Specific weekdays and ordinal patterns

Soccer practice every Tuesday with John at 6pm
Game night every Friday and Saturday at 8pm
Team meeting at 9am on the second Tuesday of every month
Board review at 10am on the last Thursday of each month

Ordinal words supported in the "Nth weekday of the month" form: first, second, third, fourth, fifth, and last (as well as 1st, 2nd, 3rd, 4th, 5th).

Recurrence end and date windows

Cap a series with until, through, thru, till, or to. To shift the start, use from, starting, starting on, beginning, or beginning on.
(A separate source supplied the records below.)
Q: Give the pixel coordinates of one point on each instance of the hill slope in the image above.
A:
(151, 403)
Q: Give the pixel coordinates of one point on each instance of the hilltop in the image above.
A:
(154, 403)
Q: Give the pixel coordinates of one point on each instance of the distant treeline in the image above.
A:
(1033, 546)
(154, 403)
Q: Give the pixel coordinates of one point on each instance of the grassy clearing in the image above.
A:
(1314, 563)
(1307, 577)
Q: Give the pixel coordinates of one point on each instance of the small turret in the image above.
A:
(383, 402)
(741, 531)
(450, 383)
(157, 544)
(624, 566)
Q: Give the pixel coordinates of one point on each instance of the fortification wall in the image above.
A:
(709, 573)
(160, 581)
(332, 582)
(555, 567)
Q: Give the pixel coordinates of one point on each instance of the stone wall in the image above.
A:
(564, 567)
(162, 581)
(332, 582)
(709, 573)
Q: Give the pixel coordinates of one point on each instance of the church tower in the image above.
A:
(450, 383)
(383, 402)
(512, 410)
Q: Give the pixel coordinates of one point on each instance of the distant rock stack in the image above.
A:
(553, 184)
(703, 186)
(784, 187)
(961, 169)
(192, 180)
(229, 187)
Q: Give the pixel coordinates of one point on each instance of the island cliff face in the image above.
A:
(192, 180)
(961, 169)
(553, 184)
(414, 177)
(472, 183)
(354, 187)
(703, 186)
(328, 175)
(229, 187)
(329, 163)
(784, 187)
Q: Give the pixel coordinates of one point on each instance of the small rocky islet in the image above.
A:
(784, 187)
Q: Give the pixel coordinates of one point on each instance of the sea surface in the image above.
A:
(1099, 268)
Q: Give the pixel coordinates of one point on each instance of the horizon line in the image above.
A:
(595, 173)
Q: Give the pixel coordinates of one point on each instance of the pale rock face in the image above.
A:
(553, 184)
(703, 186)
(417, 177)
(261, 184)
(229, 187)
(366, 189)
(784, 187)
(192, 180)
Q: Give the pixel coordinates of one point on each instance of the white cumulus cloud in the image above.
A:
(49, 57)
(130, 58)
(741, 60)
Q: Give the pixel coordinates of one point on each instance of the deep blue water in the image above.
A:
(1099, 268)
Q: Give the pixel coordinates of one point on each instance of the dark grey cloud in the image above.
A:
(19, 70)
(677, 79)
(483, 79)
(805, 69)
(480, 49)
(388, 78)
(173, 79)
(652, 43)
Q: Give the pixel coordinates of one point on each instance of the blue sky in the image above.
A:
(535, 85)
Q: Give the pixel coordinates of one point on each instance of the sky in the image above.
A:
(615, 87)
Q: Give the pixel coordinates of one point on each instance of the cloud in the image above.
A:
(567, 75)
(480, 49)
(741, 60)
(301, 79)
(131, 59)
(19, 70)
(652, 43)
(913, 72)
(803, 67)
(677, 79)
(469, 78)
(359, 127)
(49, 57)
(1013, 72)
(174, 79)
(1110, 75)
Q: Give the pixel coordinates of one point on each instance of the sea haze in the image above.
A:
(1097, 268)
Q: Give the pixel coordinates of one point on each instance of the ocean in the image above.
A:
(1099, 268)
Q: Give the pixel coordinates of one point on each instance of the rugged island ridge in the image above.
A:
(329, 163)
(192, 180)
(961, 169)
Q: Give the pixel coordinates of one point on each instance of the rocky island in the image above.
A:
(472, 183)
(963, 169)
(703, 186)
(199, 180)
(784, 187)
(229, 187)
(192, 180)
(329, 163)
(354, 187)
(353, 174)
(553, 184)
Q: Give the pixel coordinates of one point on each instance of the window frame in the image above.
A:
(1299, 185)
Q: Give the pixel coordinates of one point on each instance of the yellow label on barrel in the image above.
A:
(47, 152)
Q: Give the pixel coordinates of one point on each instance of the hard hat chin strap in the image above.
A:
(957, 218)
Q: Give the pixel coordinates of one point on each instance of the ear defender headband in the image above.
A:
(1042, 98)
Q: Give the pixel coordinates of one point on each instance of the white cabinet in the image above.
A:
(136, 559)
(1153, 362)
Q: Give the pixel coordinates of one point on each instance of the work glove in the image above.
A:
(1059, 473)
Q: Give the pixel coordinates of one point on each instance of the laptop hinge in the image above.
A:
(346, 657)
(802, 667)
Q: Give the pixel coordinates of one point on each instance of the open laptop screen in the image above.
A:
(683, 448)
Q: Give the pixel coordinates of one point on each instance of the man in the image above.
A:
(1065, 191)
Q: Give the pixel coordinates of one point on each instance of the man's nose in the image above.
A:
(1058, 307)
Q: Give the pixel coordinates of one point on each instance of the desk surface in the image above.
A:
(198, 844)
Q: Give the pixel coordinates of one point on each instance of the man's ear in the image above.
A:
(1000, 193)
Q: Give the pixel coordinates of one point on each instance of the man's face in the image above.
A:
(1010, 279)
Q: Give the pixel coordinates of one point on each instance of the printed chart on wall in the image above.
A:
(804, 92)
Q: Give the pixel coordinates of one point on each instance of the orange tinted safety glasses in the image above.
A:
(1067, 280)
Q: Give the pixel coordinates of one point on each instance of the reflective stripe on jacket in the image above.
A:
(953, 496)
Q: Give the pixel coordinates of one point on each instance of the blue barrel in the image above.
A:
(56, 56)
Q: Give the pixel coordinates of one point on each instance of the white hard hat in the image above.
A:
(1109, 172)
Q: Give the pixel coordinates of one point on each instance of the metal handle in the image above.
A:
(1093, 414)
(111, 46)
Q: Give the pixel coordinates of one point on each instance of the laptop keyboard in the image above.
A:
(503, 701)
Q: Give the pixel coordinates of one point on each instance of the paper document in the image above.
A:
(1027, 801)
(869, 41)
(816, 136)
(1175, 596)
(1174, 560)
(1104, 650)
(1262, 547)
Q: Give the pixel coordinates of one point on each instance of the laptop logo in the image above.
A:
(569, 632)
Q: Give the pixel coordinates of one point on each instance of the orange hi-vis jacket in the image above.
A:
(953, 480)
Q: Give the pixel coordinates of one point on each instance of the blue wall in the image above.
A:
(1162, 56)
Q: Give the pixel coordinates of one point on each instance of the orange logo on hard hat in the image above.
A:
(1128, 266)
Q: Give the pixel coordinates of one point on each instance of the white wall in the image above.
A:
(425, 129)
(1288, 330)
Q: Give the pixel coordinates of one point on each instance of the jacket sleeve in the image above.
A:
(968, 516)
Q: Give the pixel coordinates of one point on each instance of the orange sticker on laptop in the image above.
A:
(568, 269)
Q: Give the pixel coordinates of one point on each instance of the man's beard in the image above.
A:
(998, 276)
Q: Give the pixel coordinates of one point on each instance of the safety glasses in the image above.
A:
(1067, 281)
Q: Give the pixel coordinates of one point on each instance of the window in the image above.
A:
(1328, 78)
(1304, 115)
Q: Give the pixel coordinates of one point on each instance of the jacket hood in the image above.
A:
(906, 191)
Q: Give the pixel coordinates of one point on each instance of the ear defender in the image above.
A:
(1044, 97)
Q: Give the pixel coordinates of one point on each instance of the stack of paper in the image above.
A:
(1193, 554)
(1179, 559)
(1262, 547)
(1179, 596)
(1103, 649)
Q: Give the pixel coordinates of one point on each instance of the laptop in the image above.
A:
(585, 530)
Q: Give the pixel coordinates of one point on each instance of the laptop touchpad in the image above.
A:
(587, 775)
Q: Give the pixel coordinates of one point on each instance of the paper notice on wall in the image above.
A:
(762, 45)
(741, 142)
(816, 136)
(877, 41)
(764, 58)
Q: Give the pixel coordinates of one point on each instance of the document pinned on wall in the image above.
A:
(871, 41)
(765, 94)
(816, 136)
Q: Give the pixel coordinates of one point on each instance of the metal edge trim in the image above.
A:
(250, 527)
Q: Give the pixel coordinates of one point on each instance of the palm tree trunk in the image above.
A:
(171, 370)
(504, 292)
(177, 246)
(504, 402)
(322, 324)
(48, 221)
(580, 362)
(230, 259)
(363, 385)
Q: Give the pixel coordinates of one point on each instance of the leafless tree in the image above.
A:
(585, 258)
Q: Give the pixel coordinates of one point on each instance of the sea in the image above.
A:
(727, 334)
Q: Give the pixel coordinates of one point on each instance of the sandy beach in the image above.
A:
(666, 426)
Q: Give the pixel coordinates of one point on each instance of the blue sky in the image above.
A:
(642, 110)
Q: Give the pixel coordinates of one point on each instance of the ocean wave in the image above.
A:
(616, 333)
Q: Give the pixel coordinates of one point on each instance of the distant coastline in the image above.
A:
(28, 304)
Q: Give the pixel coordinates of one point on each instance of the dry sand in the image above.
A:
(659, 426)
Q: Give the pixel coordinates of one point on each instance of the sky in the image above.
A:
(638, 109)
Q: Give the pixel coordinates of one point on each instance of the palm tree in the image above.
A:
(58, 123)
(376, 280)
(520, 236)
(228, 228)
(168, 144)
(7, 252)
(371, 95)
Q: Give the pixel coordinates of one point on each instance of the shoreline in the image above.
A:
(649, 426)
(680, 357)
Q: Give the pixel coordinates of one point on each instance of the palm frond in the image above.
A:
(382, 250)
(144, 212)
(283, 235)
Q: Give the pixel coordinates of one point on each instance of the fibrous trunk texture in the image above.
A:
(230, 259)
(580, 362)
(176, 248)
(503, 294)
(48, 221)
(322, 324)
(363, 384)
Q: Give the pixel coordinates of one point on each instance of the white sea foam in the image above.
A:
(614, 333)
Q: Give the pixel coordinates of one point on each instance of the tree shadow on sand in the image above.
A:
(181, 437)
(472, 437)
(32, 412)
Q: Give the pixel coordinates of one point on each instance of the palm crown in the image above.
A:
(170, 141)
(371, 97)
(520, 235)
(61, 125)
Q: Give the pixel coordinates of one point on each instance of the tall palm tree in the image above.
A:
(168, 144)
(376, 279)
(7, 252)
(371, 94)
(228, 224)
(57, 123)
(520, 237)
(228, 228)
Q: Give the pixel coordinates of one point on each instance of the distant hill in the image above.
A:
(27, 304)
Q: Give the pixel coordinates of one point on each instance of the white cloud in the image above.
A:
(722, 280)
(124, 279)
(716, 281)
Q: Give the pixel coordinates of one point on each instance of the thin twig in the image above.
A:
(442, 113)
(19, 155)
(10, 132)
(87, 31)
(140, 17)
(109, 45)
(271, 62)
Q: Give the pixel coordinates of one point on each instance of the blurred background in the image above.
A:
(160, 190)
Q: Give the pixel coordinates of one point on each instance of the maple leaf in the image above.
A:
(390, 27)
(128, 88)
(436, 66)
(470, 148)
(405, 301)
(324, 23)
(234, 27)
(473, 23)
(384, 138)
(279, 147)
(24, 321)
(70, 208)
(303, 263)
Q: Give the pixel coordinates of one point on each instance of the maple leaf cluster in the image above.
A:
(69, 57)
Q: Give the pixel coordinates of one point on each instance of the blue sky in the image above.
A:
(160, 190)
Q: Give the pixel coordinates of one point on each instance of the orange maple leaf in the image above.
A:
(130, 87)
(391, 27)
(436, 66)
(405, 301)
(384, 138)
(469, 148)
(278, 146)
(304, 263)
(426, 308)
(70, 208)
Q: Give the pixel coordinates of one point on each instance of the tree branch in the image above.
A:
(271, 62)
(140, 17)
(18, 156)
Both can be combined to form an explicit date window:

Lunch every Tuesday until 2/5
Conference call every Saturday at 12pm PST from April 18 through June 20
Daily standup starting Monday at 9am

Time zones are preserved inside recurrence windows — every Tuesday at 9am PST until February 3 keeps PST on every occurrence, not just the first one.

Notes

  • If you want a phrase like every Tuesday to appear in the title instead of being interpreted as a recurrence, wrap it in straight quotes: "every Tuesday".
  • All the recurrence phrases above are also recognised in the localized BusyCal builds for German, French, Italian, Spanish, Dutch, Japanese, Korean, Simplified Chinese, and Canadian English. The phrasing follows each language's conventions — for example, tous les mardis à 9h in French or 毎週火曜日 9時 in Japanese.

Creating Tasks

You can create tasks with or without dates and times. If no date or time is included, BusyCal creates an undated task with no due date. For example:

Call Bob
Call Bob tomorrow
Call Bob next Tuesday
Call Bob Nov 7
Buy Toner

Tasks are added to the default task calendar configured in Settings > New Task Defaults > Default Calendar, unless you specify a different calendar (see Setting the Calendar below).

Creating Journals

You can create journal entries by preceding the text with a ">", "memo", "log" or "journal". Journal entries default to the current date unless specified. Here are some examples:

>Museum visit
memo Jimmy took his first steps today
log Project launched with hiccups yesterday

Journal entries are added to the default journal calendar specified in settings, unless you specify a different calendar (see Setting the Calendar below).

Setting the Calendar

Optionally, you can specify which calendar to create an event or task on by including a slash / followed by the calendar name (e.g., /work) or a unique portion of the calendar name (e.g., /w). Here are some examples:

Lunch with Joe next Tuesday /work` new event on Work calendar

New event on Work calendar, if no other calendars start with "w":

Lunch with Joe next Tuesday /w
Call Bob /work new task on Work calendar

New task on Shopping calendar:

Buy Toner /shop

Use calendar name abbreviations, such as /pjt to match Project Titan. Simply type a sequence of characters that appear in the name.

Team Review Meeting /pjt

Adding a URL

You can add an optional URL at the end of the phrase surrounded by angle brackets (e.g., <www.apple.com>) to include a link to that URL. Here are some examples:

Buy Toner <www.amazon.com>
Apple Earnings Conference Call Tuesday at 2pm <investor.apple.com>

Adding an Attendee

If you enter the name of someone you are meeting with (e.g., "Meeting with Joe"), the person's name will be underlined. Tap the name to display a list of matches from Contacts; tap one or more of the matching names to add those people to the event as attendees.

Adding a Location

If you enter a location (e.g "Coffee at Starbucks"), the location will be underlined. Tapping the location will display a list of matches from Location Services where you can further refine your search and select an item to set a structured location.